Moralité : Facebook est une plateforme ultra-concurrentielle sur laquelle il est quasi-impossible de faire des « hold-ups publicitaires ». Formulé autrement : ne fantasmez pas sur une campagne magique qui va faire exploser les compteurs, car ça n’arrivera plus. Pour performer sur Facebook, il faut beaucoup de travail, de l’organisation, de la discipline, des circuits de décision courts… Bref, il faut une organisation en béton et de préférence une marque forte. Certes, ils essayent régulièrement d’améliorer leur offre publicitaire (New Facebook Right-Hand-Side Ads Prove Bigger Is Better et Facebook Will Now Ask People Why They Hid An Ad, Banish Offensive Ones), mais ça reste un exercice de style périlleux.

Le meilleur conseil que je puisse vous donner est le suivant : n’investissez pas tous vos efforts sur Facebook, car vous n’êtes pas certain du résultat. Certes, Facebook est une plateforme publicitaire de premier ordre, mais le modèle qu’ils ont mis en place commence à montrer ses limites pour les annonceurs lambda (ceux qui n’ont pas les mêmes moyens que les grandes marques internationales ou des contenus aussi engageants que Red Bull ou GoPro). Le plus rentable est encore de se concentrer sur la satisfaction client, et de ne pas se disperser à faire la course aux fans.

9 commentaires sur “Privilégiez vos clients, pas vos fans

  1. J’aime les articles à contre-courant, mais avec les chiffres à l’appui c’est un vrai régal :-)

    C’est clair que la satisfaction client est primordial et en général, 7 fois moins cher que l’acquisition !

  2. En effet, le plus grand défaut des marketeurs, c’est de se focaliser sur leurs fans virtuels sur les réseaux sociaux en espérant que ces derniers s’intéresseront éventuellement dans l’achat du produit. Du coup, ils oublient carrément leurs clients directs, qui sont pourtant les véritables leviers de leur activité.

  3. C’est tout l’enjeu des services de communication ou des services marketing : il faut attirer des nouveaux clients tout en fidélisant la clientèle déjà acquise. Aujourd’hui, avec les réseaux sociaux, on découvre de nouvelles possibilités mais nous faisons aussi les premières erreurs…

  4. D’abord, il est grandement nécessaire de bien définir ce qu’on entend par clients et fans. Car dans certains cas, ces deux notions sont confondues par les entreprises. Clients = acheteurs et fans = clients (acheteurs) + prospects + simples amis. Du coup, pouvons-nous nous permettre de mettre de côté nos fans?

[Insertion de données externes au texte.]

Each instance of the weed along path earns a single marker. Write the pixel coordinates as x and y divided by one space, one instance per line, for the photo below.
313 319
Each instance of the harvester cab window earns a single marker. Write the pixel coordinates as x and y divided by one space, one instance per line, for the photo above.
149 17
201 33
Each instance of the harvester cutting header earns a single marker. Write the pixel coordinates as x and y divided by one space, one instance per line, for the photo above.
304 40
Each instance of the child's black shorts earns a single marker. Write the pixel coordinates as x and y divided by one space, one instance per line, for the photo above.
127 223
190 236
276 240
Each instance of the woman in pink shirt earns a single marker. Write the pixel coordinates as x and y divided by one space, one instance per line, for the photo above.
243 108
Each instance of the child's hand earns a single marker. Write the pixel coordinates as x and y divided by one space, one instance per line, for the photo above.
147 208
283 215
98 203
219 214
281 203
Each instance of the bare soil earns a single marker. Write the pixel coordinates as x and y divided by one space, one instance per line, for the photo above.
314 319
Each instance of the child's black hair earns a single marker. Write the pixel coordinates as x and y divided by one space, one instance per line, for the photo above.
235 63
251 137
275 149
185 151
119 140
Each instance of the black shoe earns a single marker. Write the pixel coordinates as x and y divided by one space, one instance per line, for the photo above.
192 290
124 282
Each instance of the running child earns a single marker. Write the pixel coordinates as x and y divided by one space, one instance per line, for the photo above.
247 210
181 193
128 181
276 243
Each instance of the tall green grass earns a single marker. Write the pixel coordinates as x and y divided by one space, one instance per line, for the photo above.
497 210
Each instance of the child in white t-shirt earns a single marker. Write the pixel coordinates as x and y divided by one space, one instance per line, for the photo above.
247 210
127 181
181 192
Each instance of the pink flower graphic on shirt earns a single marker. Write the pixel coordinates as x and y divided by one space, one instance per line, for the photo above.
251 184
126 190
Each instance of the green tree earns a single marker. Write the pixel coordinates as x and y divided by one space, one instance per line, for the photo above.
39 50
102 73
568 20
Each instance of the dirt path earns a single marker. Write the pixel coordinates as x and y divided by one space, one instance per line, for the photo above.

  5. Non seulement il ne faut pas tout miser sur Facebook, mais si de toute manière, c’est pour aller sur Facebook juste pour faire comme tout le monde, ça ne vaut vraiment pas le coup. Je pense qu’il est intéressant d’aller sur Facebook quand on souhaite vraiment s’y investir, interagir avec les utilisateurs, et pas juste poster en espérant que ça like ou que ça partage. La récente page française de Netflix est très douée pour ça, leurs posts sont bien pensées, et le CM rebondit sur les réactions des users. Au final, ça rend la marque cool. En terme de trafic, cela ne change peut-être pas beaucoup, en terme d’image et d’appréciation de la marque (très important pour Netflix vu le contexte), ça change tout…

  6. Je me suis toujours demandé comment cela fonctionnait pour ceux qui achète des fans sur FB par exemple.
    Comment ils les trouvent? Quel est le business model? Surtout qu’au final il s’agit souvent de profils étrangers.

  7. Il est clair que sans stratégie définie au préalable, Facebook s’avère être un simple outil. C’est un réseau qui n’apporte pas forcement de clients mais qui fait marcher le « bouche à oreille » moderne.

    Par contre avec l’apparition du buzzmarketing, Facebook, comme tout autre réseau social s’avère être idéal. Reste à voir la manière dont le buzz et fait.

    C’est une vitrine qui se doit de refléter du mieux possible l’image d’une société, plus encore avec les générations à venir.